Claro que, com a pressa do cotidiano, nem sempre consigo ter o tempo que gostaria para apreciar a primeira refeição do dia, a tranquilidade e o silêncio das manhãs. Verdade seja dita: na maioria das vezes, esse momento se resume a tomar apressada uma caneca cheia de café e a comer umas fatias de pão com geleia. Enquanto isso, alterno meu estado de espírito entre me desesperar por todos problemas que ainda não resolvi e esperar pelo melhor.
Em que hora do dia você sente que trabalha melhor? Você tem algum ritual de preparação para a escrita?
Na parte da manhã costumo estar mais descansada, com a mente menos agitada e mais predisposta a acreditar que o dia será produtivo. As horas matutinas são, assim, as melhores para qualquer coisa que eu precise ou decida fazer.
Meus rituais de preparação para a escrita consistem básica e sistematicamente em: arrumar minimamente minha escrivaninha, de forma a ao menos esconder a bagunça que restou do dia anterior; encher minha garrafa de água para me manter hidratada enquanto escrevo; colocar ao meu alcance os livros que devo utilizar ao longo do dia, bem como um caderno, canetas e lápis para anotações e fichamentos.
Você escreve um pouco todos os dias ou em períodos concentrados? Você tem uma meta de escrita diária?
Eu queria muito conseguir escrever um pouco todos os dias. Acredito (e dizem por aí que) é o ideal. No entanto, até o momento, apenas conquistei essa façanha em oportunidades que consigo contar nos dedos. Os fins de semana e algumas noites mal dormidas acabam sendo meus maiores aliados grande parte das vezes. Apesar de ser essa uma dinâmica indesejada e indesejável, foi (e ainda é) impreterível em muitos momentos. Explico.
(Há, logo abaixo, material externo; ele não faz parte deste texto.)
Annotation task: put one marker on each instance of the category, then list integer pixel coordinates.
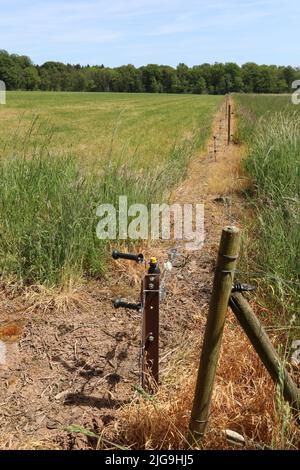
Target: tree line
(19, 73)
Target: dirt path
(80, 365)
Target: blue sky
(115, 32)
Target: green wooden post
(264, 348)
(222, 287)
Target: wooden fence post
(264, 348)
(222, 287)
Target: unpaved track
(79, 366)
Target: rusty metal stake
(229, 124)
(150, 334)
(215, 147)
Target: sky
(139, 32)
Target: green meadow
(62, 154)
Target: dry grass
(244, 401)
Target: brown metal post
(229, 124)
(215, 147)
(150, 340)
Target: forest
(20, 73)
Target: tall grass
(273, 162)
(48, 205)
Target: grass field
(270, 126)
(62, 154)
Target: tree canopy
(19, 73)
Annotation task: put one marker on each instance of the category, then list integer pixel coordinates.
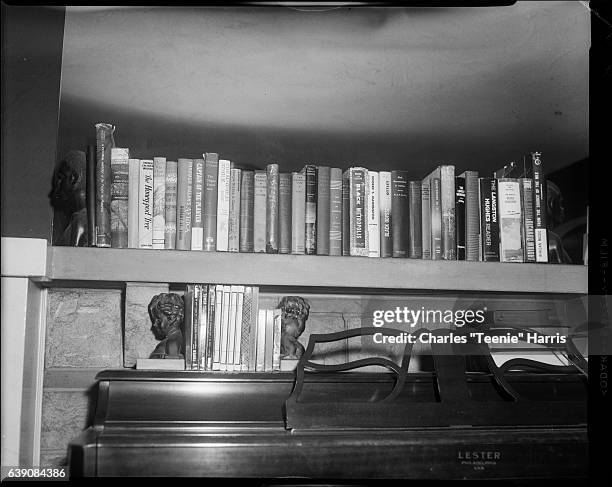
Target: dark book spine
(436, 218)
(284, 213)
(311, 210)
(400, 224)
(323, 206)
(460, 216)
(489, 222)
(528, 233)
(90, 191)
(272, 209)
(346, 215)
(246, 211)
(209, 204)
(104, 143)
(415, 225)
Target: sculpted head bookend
(166, 311)
(295, 310)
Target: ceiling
(383, 87)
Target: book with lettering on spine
(183, 204)
(234, 216)
(373, 209)
(335, 211)
(323, 208)
(284, 213)
(145, 210)
(400, 217)
(209, 205)
(119, 197)
(133, 202)
(246, 210)
(197, 195)
(170, 204)
(259, 211)
(272, 209)
(223, 205)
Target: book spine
(310, 215)
(183, 204)
(246, 211)
(335, 211)
(426, 218)
(133, 205)
(119, 196)
(323, 209)
(358, 180)
(298, 212)
(209, 207)
(415, 238)
(90, 191)
(472, 216)
(259, 211)
(272, 209)
(234, 217)
(223, 206)
(373, 210)
(284, 213)
(197, 181)
(400, 223)
(447, 199)
(159, 202)
(527, 219)
(489, 222)
(539, 207)
(104, 143)
(170, 204)
(460, 216)
(276, 339)
(509, 205)
(145, 210)
(436, 218)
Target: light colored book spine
(261, 340)
(509, 208)
(223, 206)
(159, 202)
(239, 331)
(183, 204)
(170, 220)
(234, 215)
(145, 212)
(133, 205)
(373, 215)
(276, 338)
(218, 327)
(298, 209)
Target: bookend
(535, 394)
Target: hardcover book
(223, 205)
(183, 204)
(159, 202)
(171, 198)
(210, 201)
(335, 211)
(298, 212)
(323, 209)
(119, 197)
(272, 209)
(145, 210)
(284, 213)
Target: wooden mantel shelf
(175, 266)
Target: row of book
(225, 330)
(208, 204)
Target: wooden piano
(322, 422)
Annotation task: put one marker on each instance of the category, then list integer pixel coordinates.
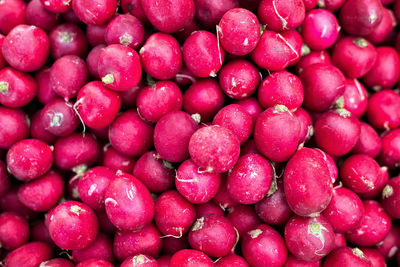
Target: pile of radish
(199, 133)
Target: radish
(354, 56)
(271, 141)
(202, 54)
(374, 226)
(126, 30)
(337, 127)
(263, 246)
(129, 243)
(281, 88)
(72, 225)
(128, 203)
(101, 248)
(168, 15)
(14, 230)
(214, 235)
(169, 208)
(196, 186)
(161, 56)
(307, 182)
(345, 211)
(279, 15)
(22, 57)
(205, 98)
(309, 239)
(214, 149)
(274, 209)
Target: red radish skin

Meu percurso na academia e minha relação com a pesquisa científica ainda está engatinhando. Essa é uma fase bastante árdua para sistematização de processos de escrita, principalmente quando se é uma estudante brasileira da área de humanas (mais especificamente, de direito). Nesse momento, constantemente precisamos dividir nossa dedicação à pesquisa e à escrita com aulas, leituras e atividades acadêmicas paralelas e mandatórias (para citar o mínimo). Com o tempo, é possível também que surjam compromissos profissionais, uma vez que conseguir financiamento apropriado para que possamos nos devotar integralmente a uma pesquisa em direito tem sido uma missão quase e cada vez mais difícil, infelizmente. E não estou nem considerando a parte (ainda mais significativa) em que precisamos manter relações familiares, sociais, cuidar da saúde física e mental e ainda cumprir as pequenas tarefas do dia a dia (como discutir com as/os colegas de república o rodízio de pessoas para tirar o lixo do banheiro).
Acho importante lembrar (inclusive para mim mesma) que essas circunstâncias existem. Quando estamos dando nossos primeiros passos na pesquisa científica, muitas vezes nos sentimos incompetentes e frustradas(os) por tentarmos seguir padrões e metas irreais para organizarmos nossa produção acadêmica. Existe sempre uma cobrança – explícita ou velada, externa ou interna – para que sejamos produtivos de forma constante. O segredo parece ser sempre “planejar tudo direitinho, não acumular tarefas e, principalmente, não deixar nada para a última hora”. Talvez o segredo até seja esse mesmo. Mas a real é que, nessa fase, frequentemente dá para ser tudo, menos suficientemente sistemática(o) para escrever um pouco todos os dias.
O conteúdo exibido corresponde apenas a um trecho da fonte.